Nah, itu tadi tiga alasan kenapa Anda mengalami kesulitan tidur saat menstruasi. Namun tidak perlu khawatir, kami akan memberikan tips untuk mengatasinya.
Cara Tidur Lebih Nyenyak Saat Menstruasi
Tips terbaik untuk tidur lebih nyenyak bergantung pada penyebab gangguan Anda. Namun, baik itu kram atau kecemasan, ada beberapa cara untuk meredakannya.
-
Untuk Nyeri: Atur Waktu Minum Obat Anda
"Mengonsumsi obat antiinflamasi seperti ibuprofen sekitar 30 menit sebelum tidur dapat membantu mengurangi aktivitas prostaglandin dan meredakan peradangan. Pengaturan waktu ini penting: mengonsumsi obat pereda nyeri sebelum gejala memuncak, daripada menunggu hingga menjadi intens, biasanya memberikan perlindungan yang lebih baik sepanjang malam," kata Dr. Roked.
-
Untuk Kram: Cobalah Terapi Panas
Terapi panas (menggunakan botol air panas atau kompres panas) dapat melemaskan otot-otot rahim dan melancarkan aliran darah.
-
Untuk Kecemasan: Konsumsi Magnesium
Suplemen magnesium (200-400 mg) dapat mendukung relaksasi sistem saraf. Magnesium juga membantu mengurangi ketegangan otot, yang dapat meredakan nyeri dan kram.
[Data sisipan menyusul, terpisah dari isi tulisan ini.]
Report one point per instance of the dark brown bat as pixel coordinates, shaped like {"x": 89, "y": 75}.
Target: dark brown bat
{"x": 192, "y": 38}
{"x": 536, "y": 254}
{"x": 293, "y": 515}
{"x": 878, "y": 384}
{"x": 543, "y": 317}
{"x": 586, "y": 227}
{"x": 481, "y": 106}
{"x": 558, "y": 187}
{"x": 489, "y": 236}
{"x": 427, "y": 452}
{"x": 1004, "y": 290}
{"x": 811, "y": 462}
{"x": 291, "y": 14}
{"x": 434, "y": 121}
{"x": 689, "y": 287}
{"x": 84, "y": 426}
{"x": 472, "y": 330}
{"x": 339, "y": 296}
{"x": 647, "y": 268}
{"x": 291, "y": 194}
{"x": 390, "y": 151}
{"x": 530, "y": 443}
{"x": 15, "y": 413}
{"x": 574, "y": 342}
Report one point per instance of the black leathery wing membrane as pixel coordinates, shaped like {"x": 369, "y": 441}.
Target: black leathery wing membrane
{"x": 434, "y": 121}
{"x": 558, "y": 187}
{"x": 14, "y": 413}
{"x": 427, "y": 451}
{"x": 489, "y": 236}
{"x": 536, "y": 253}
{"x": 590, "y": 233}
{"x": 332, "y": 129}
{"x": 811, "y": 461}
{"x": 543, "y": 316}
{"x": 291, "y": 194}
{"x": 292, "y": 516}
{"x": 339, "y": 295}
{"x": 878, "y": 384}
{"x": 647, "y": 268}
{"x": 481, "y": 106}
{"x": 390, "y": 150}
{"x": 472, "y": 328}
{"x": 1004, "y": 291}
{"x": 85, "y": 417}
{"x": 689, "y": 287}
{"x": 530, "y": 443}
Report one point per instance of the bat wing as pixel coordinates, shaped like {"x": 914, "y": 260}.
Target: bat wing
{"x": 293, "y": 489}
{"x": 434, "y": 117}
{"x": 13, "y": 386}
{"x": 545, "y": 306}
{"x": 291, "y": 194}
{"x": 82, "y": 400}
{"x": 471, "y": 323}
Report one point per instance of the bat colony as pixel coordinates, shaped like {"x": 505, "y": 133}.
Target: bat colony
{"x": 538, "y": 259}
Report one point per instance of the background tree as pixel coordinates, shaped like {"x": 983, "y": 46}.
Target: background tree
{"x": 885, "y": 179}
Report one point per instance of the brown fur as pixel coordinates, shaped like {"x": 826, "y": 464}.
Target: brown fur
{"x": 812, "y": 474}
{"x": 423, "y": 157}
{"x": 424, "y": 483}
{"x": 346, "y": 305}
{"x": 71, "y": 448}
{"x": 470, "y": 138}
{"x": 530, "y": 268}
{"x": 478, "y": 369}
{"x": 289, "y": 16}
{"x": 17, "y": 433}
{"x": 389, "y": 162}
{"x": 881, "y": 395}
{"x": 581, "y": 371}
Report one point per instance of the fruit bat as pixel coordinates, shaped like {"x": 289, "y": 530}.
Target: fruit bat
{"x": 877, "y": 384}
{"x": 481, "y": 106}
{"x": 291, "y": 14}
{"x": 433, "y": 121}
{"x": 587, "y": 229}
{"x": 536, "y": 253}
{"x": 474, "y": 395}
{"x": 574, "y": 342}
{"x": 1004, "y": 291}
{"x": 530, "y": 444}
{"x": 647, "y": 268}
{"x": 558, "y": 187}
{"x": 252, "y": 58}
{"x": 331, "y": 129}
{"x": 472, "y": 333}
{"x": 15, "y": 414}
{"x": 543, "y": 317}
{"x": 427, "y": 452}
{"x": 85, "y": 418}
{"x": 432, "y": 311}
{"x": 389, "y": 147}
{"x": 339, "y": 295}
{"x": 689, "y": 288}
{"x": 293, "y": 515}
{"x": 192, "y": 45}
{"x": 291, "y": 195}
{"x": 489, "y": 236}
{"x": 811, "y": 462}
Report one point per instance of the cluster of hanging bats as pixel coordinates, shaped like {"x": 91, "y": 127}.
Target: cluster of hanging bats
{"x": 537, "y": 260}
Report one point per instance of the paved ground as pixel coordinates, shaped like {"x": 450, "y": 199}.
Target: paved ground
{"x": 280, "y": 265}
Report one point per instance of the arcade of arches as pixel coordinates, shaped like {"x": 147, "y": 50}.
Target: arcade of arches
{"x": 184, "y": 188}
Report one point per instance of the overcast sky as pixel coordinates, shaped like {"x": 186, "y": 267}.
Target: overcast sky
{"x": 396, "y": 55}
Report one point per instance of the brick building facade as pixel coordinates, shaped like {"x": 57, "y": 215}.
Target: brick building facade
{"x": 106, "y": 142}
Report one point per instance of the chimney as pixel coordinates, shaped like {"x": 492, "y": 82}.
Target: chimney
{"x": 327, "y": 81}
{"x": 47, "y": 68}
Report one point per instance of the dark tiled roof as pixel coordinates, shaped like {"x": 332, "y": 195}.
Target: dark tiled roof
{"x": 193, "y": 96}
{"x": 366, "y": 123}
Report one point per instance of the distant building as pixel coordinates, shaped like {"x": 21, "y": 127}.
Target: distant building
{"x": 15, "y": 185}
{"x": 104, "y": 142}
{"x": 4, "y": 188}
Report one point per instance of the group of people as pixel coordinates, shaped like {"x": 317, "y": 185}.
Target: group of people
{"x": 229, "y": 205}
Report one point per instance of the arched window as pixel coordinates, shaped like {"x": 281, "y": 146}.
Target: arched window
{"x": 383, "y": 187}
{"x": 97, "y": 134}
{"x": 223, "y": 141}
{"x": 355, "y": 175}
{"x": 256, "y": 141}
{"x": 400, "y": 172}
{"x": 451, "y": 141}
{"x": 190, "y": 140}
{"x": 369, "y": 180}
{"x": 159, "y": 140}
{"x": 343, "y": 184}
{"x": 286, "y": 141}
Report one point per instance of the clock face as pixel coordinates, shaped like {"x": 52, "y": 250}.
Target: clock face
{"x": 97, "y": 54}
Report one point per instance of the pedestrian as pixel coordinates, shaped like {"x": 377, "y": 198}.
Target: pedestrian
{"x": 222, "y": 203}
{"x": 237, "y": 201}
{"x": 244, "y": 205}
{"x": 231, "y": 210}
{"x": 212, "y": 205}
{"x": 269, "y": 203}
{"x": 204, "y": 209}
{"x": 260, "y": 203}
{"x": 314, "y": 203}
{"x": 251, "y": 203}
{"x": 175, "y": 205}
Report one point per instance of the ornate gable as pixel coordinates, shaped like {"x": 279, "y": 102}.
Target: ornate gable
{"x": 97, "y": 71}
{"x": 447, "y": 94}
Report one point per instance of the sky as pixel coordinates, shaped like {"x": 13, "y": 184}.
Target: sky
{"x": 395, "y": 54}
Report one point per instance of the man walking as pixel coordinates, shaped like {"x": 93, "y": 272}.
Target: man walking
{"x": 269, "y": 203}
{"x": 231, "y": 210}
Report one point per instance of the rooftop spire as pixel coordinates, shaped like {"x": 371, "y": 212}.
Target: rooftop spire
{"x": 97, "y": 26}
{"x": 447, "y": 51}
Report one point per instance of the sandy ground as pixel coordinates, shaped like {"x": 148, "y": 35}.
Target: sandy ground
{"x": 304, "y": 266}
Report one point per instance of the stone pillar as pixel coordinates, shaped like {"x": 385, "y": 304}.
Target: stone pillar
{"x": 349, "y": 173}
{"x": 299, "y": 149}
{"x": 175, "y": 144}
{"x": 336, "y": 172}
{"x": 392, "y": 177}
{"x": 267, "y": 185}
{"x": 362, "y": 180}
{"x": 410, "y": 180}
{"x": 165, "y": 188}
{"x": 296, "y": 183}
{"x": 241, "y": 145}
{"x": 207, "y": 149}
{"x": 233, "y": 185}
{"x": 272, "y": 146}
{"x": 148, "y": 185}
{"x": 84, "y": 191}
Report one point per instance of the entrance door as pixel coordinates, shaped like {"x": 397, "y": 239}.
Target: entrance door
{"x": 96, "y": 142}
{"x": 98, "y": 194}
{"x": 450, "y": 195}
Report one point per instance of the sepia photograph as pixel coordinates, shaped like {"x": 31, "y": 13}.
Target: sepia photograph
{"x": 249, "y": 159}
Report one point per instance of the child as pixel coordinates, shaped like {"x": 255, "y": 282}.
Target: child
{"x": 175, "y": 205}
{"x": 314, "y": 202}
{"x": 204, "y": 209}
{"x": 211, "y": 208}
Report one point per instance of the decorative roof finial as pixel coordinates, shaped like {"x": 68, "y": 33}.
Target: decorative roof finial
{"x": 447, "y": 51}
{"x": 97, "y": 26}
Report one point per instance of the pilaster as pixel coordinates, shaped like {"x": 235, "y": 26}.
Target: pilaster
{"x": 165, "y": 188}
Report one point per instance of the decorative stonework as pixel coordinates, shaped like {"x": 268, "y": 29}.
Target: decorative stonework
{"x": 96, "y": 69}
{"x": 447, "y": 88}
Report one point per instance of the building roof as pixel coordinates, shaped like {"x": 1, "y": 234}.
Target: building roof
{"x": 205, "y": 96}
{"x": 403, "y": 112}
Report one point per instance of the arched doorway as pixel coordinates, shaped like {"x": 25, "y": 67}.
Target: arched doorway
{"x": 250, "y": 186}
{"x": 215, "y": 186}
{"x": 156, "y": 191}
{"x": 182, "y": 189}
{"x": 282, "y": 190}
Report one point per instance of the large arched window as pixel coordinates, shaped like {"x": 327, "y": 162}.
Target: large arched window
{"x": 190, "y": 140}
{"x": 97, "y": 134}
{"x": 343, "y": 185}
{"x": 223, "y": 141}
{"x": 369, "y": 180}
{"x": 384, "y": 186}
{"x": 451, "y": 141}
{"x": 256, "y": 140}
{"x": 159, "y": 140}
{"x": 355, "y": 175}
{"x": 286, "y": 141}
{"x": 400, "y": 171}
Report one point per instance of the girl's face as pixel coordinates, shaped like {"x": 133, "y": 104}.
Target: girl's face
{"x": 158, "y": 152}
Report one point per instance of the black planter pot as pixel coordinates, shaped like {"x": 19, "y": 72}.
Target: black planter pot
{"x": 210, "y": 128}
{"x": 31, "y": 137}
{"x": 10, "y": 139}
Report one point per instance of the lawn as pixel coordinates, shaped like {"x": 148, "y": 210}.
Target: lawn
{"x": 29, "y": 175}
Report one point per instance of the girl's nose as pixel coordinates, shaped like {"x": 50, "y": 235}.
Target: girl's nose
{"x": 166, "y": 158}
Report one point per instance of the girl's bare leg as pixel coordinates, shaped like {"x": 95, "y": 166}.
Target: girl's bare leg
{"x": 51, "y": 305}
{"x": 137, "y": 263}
"Pertimbangkan juga peregangan ringan atau latihan pernapasan sebelum tidur untuk mengaktifkan sistem parasimpatis (istirahat dan mencerna) Anda," kata Dr. Roked.
-
Untuk keringat malam: Biarkan tetap sejuk
Jaga kamar tidur Anda tetap sejuk dengan kipas angin atau buka pintu dan jendela (dan tutup tirai) untuk mengimbangi perubahan suhu hormonal.
"Juga, gunakan produk menstruasi berbahan katun organik yang menyerap keringat untuk meminimalkan iritasi," tambah Dr. Roked.